High Tibial Osteotomy (HTO)
Our research examines the possibility of slowing, stopping or reversing degenerative joint disease by altering joint biomechanics.
Abnormal joint biomechanics due to injury or anatomy predisposes to degenerative joint disease. Although previous studies reveal how biomechanics varies in normal individuals and how this changes in specific disease states, the mechanisms that cause abnormal biomechanics to induce joint degeneration are not well understood.
While many surgical and rehabilitation interventions are based on the premise that restoring joint biomechanics will protect against joint degeneration, evidence for this is lacking, particularly around how and when to intervene. Such evidence is particularly important to inform decisions about early and possibly traumatic surgical interventions.
Our research assesses patient specific functional and biological responses to mechanical loading in a human model of joint realignment - high tibial osteotomy (HTO) surgery. This will correlate biological and functional indicators of altered joint biomechanics and provide evidence for protective effects of joint stabilisation/realignment.
The novelty is to relate changes in loading pre and post HTO to changes in biological (tissue, serum, urine and joint fluid) responses in a patient-specific longitudinal manner and use this to determine:
- how altered joint biomechanics leads to knee osteoarthritis (OA)
- the biomechanical and biological indicators of knee preserving effects after joint realignment.
HTO, routinely performed by three Cardiff surgeons with established reputations in this field, offers a unique opportunity to investigate the influence of joint realignment on biology, function and biomechanics in a human in vivo model.
Knee OA predominantly affects the medial compartment and is associated with joint varus deformity (bowed legs) and biomechanical abnormalities, which can be measured using the peak external knee adduction moment (EKAM) indicating medial compartment loading and knee adduction angular impulse (KAAI) reflecting joint wear.
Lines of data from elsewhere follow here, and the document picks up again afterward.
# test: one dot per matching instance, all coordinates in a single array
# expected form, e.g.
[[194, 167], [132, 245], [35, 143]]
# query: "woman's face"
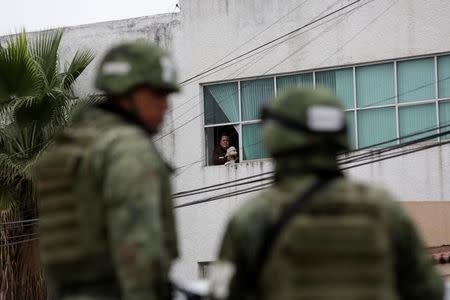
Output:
[[224, 142]]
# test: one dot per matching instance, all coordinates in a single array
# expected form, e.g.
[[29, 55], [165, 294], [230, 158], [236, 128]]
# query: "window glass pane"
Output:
[[221, 103], [414, 119], [444, 76], [416, 80], [444, 118], [340, 82], [350, 119], [376, 126], [375, 85], [252, 142], [298, 80], [255, 94]]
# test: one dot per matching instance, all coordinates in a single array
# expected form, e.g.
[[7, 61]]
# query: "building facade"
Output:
[[388, 60]]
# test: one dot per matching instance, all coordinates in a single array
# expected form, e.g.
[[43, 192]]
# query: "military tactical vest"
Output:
[[73, 237], [336, 248]]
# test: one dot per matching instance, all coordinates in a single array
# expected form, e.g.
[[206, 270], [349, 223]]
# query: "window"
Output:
[[383, 102], [234, 108], [204, 269]]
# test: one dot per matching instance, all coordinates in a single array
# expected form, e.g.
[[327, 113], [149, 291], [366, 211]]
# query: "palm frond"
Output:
[[18, 70], [44, 49], [79, 63]]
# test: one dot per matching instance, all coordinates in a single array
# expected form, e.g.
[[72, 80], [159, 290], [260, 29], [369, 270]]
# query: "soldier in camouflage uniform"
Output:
[[337, 239], [106, 219]]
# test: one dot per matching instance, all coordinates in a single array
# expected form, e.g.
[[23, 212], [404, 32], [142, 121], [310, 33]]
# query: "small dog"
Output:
[[231, 155]]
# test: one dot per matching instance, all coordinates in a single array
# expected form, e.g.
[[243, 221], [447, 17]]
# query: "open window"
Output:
[[234, 108]]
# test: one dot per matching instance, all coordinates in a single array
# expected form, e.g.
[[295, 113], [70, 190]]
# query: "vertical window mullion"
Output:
[[241, 146], [397, 121], [355, 110], [275, 86], [436, 97]]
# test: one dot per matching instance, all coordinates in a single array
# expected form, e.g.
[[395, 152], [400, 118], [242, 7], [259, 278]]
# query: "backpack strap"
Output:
[[289, 212]]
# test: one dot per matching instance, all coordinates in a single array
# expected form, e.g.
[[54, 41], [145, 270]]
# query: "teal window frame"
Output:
[[438, 88]]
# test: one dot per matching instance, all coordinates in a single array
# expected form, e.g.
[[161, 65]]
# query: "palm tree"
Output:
[[36, 98]]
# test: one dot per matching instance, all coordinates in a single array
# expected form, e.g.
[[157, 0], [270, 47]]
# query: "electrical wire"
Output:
[[265, 51]]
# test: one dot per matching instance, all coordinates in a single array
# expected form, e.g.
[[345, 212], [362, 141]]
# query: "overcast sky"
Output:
[[44, 14]]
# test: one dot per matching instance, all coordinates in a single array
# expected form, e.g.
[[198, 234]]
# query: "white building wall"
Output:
[[206, 33], [373, 31]]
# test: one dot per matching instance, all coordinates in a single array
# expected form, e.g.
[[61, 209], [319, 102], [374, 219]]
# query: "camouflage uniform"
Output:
[[106, 218], [323, 259]]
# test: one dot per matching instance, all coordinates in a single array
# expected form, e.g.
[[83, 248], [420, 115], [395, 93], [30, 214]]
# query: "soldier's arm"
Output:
[[232, 252], [131, 190], [416, 277]]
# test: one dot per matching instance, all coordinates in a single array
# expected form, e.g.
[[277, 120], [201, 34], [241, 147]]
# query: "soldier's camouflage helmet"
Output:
[[134, 64], [302, 121]]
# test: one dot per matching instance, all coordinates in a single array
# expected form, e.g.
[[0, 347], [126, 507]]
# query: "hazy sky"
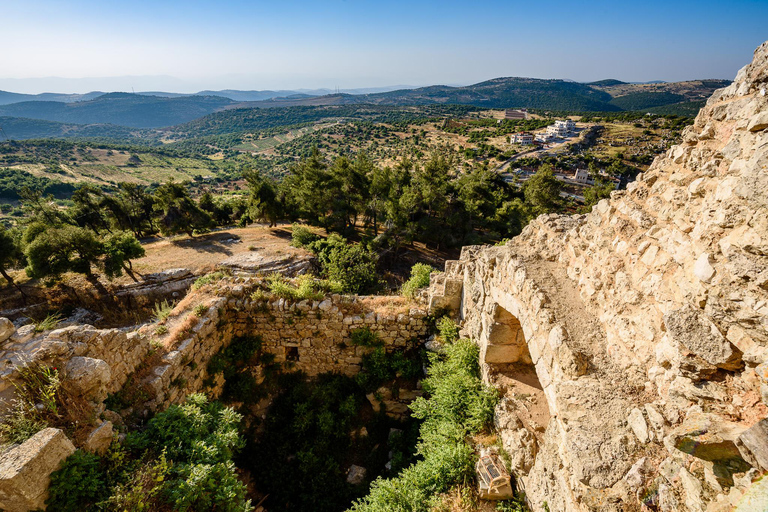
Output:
[[188, 45]]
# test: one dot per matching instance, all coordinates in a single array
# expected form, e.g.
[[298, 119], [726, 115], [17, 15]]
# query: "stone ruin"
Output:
[[630, 344], [313, 336]]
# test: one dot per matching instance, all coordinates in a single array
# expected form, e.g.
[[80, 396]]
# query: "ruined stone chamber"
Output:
[[629, 345]]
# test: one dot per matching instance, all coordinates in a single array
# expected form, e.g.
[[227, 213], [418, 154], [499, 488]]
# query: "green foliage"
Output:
[[458, 405], [178, 212], [182, 462], [208, 279], [34, 405], [364, 337], [234, 363], [447, 329], [11, 254], [119, 249], [162, 310], [306, 440], [353, 266], [542, 191], [65, 249], [379, 366], [420, 273], [600, 190], [78, 484], [48, 323], [302, 236]]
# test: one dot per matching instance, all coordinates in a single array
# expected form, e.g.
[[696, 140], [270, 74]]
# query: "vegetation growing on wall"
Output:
[[181, 462], [458, 405]]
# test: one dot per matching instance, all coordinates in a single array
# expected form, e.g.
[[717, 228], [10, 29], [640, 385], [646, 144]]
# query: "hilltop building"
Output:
[[561, 129], [516, 113], [582, 176], [522, 138]]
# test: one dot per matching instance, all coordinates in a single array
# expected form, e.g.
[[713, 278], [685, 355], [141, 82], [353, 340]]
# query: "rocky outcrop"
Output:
[[25, 470], [641, 326]]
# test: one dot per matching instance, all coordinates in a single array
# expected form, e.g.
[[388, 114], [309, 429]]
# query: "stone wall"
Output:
[[313, 336], [646, 322]]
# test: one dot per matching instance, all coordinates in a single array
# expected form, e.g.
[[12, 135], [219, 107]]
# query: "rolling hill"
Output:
[[132, 110]]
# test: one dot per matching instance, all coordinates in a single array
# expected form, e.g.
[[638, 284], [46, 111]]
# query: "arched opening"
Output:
[[508, 366]]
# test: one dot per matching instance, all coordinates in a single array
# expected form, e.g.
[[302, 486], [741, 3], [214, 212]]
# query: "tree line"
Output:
[[394, 207]]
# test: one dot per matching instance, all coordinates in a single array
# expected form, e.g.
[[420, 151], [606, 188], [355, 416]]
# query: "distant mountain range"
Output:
[[118, 113]]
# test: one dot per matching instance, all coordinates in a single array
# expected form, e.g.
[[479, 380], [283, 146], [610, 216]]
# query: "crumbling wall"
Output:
[[647, 322]]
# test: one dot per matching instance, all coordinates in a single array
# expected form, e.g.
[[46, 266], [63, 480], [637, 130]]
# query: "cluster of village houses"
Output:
[[560, 130]]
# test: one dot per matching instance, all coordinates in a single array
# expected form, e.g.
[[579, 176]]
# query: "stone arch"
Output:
[[506, 340]]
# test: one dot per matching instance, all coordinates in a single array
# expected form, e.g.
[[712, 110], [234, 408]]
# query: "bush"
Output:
[[78, 484], [208, 279], [353, 266], [459, 405], [419, 279], [302, 236], [162, 310], [447, 330], [181, 462]]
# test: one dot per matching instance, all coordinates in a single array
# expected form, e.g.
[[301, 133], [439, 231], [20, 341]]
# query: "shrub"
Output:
[[364, 337], [379, 367], [35, 403], [78, 484], [302, 236], [208, 279], [447, 329], [162, 310], [419, 279], [181, 462], [459, 404], [353, 266], [48, 323]]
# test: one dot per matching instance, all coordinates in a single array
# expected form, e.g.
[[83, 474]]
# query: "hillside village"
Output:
[[520, 295]]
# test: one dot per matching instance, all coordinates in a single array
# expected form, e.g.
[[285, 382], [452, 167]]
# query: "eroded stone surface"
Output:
[[646, 322], [25, 470]]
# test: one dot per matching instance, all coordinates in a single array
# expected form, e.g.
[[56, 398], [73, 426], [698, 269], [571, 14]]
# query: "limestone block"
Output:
[[702, 269], [25, 469], [89, 376], [753, 445], [697, 333], [709, 437], [636, 422]]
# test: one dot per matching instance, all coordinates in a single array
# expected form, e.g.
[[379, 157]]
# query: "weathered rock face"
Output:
[[645, 323], [25, 470]]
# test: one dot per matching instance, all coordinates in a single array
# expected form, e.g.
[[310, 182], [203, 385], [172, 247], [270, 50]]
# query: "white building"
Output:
[[522, 138], [561, 129], [582, 176]]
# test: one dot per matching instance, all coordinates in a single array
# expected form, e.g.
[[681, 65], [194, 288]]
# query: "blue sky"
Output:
[[190, 45]]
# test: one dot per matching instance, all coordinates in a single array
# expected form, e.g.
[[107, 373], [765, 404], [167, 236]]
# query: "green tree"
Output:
[[56, 250], [542, 191], [119, 249], [11, 254], [265, 201], [88, 209], [178, 212], [600, 190]]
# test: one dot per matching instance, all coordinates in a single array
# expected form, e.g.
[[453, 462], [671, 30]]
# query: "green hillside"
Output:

HTO realigns the joint based on angles calculated from static X-rays, by introducing a wedge into the tibia, potentially preventing further joint degeneration by shifting the mechanical forces.
We are modelling gait cycle dynamics, EKAM and KAAI, and developing imaging, musculoskeletal models (MSMs) and finite element models (FEMs) to determine subject specific distribution of stress/strain in the subchondral bone, cartilage and meniscus of the tibia pre and post HTO. HTO does not involve traumatic injury within the joint capsule and is therefore ideal to measure biological effects of loading longitudinally.
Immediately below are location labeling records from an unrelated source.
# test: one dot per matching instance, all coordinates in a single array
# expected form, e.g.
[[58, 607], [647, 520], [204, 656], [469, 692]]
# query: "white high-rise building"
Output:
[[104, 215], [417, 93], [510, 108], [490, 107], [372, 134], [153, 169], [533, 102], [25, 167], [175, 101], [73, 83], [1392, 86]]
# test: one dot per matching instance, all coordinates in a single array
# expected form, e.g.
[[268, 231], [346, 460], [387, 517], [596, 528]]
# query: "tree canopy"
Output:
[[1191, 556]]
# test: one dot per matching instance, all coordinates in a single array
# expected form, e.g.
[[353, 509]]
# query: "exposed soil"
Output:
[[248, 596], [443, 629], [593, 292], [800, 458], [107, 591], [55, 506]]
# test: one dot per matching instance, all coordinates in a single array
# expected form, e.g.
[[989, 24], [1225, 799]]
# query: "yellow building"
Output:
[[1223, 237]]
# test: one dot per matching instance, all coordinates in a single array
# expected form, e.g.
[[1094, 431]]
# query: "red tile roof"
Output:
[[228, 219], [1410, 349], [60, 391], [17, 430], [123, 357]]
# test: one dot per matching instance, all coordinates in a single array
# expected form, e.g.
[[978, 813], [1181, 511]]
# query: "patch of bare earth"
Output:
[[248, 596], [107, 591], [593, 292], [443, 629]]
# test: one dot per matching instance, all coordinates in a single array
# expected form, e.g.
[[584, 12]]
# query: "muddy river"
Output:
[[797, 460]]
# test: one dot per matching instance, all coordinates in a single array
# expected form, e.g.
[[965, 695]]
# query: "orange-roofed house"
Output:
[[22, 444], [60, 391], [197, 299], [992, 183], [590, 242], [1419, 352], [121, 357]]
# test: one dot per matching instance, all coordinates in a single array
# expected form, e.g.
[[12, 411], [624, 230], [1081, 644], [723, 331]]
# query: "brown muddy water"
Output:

We are investigating targeted and global mechanically regulated biomarkers and signals in joint fluids, blood, urine and in the subchondral bone.
Ultimately, we will relate changes in biomechanics and joint stress/strain with novel mechanically regulated biomarkers in a subject specific way.
This multidisciplinary programme has generated a new set of methodologies facilitated by a multiple protocol ethical approval. We believe there are no other groups worldwide which currently have the capacity, personnel, and ethics to perform these studies.